Jennie Chin Hansen is an innovative and influential leader in care for older people. Raised in Boston, she received her B.S. at Boston College and her M.S. in nursing at the University of California, San Francisco. She served for more than 25 years as the leader of On Lok, a California nonprofit that pioneered new models of comprehensive community-based care for older adults. Its programs became a prototype for the federal Program of All-Inclusive Care for the Elderly (PACE), available to states nationwide. She went on to serve as president of the American Association of Retired Persons (AARP), playing a key role in advocating for the Affordable Care Act. She next served as CEO of the American Geriatrics Society, dedicated to the care of older adults. She continues her work on issues important to older Americans, such as dementia, emergency medicine, and health equity.
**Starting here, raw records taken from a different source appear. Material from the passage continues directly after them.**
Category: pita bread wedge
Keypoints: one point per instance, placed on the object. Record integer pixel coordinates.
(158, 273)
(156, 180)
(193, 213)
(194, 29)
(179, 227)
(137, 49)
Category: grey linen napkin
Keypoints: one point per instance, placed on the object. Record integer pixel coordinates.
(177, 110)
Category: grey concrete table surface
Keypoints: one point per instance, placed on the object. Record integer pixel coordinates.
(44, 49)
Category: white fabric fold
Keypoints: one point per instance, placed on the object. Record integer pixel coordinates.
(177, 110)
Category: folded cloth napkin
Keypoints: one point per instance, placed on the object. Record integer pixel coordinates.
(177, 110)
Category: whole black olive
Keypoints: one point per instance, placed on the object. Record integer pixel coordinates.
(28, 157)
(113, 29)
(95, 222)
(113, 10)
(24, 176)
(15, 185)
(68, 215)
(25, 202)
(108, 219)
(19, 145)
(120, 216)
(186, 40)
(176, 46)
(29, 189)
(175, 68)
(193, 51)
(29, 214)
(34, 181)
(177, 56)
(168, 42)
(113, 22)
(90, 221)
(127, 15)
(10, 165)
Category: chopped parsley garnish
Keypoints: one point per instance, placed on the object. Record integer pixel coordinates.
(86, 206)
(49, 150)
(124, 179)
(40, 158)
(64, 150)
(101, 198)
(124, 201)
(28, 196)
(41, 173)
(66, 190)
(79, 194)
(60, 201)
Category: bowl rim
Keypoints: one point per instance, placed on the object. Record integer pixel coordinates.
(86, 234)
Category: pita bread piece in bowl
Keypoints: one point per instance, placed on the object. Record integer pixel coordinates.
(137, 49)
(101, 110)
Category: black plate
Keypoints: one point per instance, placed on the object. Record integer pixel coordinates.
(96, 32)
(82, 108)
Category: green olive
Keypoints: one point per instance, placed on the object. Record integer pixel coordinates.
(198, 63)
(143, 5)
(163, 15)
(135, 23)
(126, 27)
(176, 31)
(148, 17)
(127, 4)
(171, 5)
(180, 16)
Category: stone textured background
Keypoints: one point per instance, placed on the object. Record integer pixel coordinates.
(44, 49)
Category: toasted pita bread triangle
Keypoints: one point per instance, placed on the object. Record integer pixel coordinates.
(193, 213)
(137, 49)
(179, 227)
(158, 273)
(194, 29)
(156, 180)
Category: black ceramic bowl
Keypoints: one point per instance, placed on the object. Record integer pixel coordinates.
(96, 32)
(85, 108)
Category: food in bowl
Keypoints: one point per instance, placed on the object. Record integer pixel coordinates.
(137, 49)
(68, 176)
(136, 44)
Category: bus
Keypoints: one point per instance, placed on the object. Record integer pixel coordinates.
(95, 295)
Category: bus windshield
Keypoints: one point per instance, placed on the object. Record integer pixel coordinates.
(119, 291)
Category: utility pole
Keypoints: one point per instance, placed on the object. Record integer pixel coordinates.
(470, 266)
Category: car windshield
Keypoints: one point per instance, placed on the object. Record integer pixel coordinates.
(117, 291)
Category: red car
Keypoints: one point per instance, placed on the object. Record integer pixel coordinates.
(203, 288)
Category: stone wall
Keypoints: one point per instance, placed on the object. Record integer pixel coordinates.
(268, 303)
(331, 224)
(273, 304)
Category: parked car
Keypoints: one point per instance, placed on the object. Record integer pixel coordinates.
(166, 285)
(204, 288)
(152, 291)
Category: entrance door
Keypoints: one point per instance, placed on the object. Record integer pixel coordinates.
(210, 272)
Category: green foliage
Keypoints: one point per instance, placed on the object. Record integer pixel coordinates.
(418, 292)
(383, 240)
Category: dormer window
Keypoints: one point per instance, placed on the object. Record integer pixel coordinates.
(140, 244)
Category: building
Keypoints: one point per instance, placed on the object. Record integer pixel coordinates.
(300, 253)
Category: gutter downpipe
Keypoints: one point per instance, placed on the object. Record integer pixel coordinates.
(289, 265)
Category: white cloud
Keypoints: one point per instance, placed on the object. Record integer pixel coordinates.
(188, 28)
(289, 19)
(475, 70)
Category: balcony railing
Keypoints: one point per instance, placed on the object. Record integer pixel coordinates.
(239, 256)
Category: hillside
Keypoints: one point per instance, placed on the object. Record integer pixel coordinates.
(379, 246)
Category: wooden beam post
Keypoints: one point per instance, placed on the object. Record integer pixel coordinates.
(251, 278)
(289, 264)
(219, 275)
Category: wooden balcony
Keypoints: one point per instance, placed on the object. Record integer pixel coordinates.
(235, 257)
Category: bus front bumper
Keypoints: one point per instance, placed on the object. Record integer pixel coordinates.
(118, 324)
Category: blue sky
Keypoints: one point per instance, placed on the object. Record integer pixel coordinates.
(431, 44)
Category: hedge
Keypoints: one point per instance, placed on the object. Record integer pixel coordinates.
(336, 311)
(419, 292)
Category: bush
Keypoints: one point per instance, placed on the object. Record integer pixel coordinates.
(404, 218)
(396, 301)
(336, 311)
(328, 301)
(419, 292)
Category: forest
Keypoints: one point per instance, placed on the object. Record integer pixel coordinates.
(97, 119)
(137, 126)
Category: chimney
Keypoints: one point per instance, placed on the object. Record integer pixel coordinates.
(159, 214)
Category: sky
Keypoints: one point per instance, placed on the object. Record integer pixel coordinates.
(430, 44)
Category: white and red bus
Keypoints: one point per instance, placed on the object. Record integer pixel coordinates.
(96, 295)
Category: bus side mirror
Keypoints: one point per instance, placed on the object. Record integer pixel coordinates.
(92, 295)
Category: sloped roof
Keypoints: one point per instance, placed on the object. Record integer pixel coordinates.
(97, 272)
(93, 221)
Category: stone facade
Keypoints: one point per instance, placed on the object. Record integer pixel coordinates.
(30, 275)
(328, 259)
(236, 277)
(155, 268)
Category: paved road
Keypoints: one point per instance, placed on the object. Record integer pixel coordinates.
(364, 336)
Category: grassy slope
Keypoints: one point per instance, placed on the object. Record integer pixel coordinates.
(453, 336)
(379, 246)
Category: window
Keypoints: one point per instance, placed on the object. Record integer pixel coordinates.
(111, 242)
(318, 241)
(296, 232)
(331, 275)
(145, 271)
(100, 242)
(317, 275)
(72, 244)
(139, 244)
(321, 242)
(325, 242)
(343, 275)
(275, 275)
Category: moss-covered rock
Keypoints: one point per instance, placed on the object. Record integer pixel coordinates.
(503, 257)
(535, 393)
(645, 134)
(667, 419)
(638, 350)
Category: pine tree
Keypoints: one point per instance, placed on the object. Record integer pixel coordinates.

Past president of the American Society on Aging and a former member of the U.S. Medicare Payment Advisory Commission, she has been honored by such organizations as the American Academy of Nursing, the American Society on Aging, the National Council on Aging, and the Centers for Medicare and Medicaid.


Joy Harjo-Sapulpa

Doctor of Literature

Joy Harjo is an acclaimed poet, educator, author, playwright, and musician. She served as the 23rd U.S. Poet Laureate, only the second Poet Laureate to serve three terms (2019–22). A member of the Muscogee (Creek) Nation, whose work draws deeply on Native histories and traditions and on themes of remembrance and transcendence, she is the author of 10 books of poetry, including “Weaving Sundown in a Scarlet Light: 50 Poems for 50 Years.” She has also written several plays and children’s books, and two memoirs. Her many honors include lifetime achievement awards from the National Book Critics Circle and the Poetry Foundation, as well as Yale University’s Bollingen Prize and the Academy of American Poets’ Wallace Stevens Award. She is a chancellor of the Academy of American Poets and former chair of the board of the Native Arts and Cultures Foundation. She is also an award-winning musician who has released seven albums. A graduate of the University of New Mexico and the Iowa Writers’ Workshop, she has taught at UNM and several other universities, and she is the inaugural artist-in-residence of the Bob Dylan Center in Tulsa, Oklahoma.


Maria A. Ressa

Principal speaker
Doctor of Laws

Maria Ressa is an intrepid journalist and media innovator known for her fierce commitment to safeguarding freedom of the press and advancing the pursuit of truth. Her many honors include a share of the Nobel Peace Prize in 2021 for her efforts to promote free expression, to combat disinformation, and to expose abuses of power in her native country, the Philippines. She is co-founder and CEO of Rappler, a digital news outlet in the Philippines focused on investigative journalism, editorial independence, and building communities of action for a better world. Before launching Rappler online in 2012, she served as chief of CNN’s bureaus in Manila and Jakarta and as senior vice president of multimedia news operations at ABS-CBN, the largest news organization in the Philippines. She is the author of books on terrorism, social media, and defending democracy against authoritarianism. A graduate of Princeton University and a former Shorenstein Fellow and Hauser Leader at the Harvard Kennedy School of Government, she will become a professor of professional practice at Columbia University’s School of International and Public Affairs in July 2024. She was named a Time Person of the Year in 2018.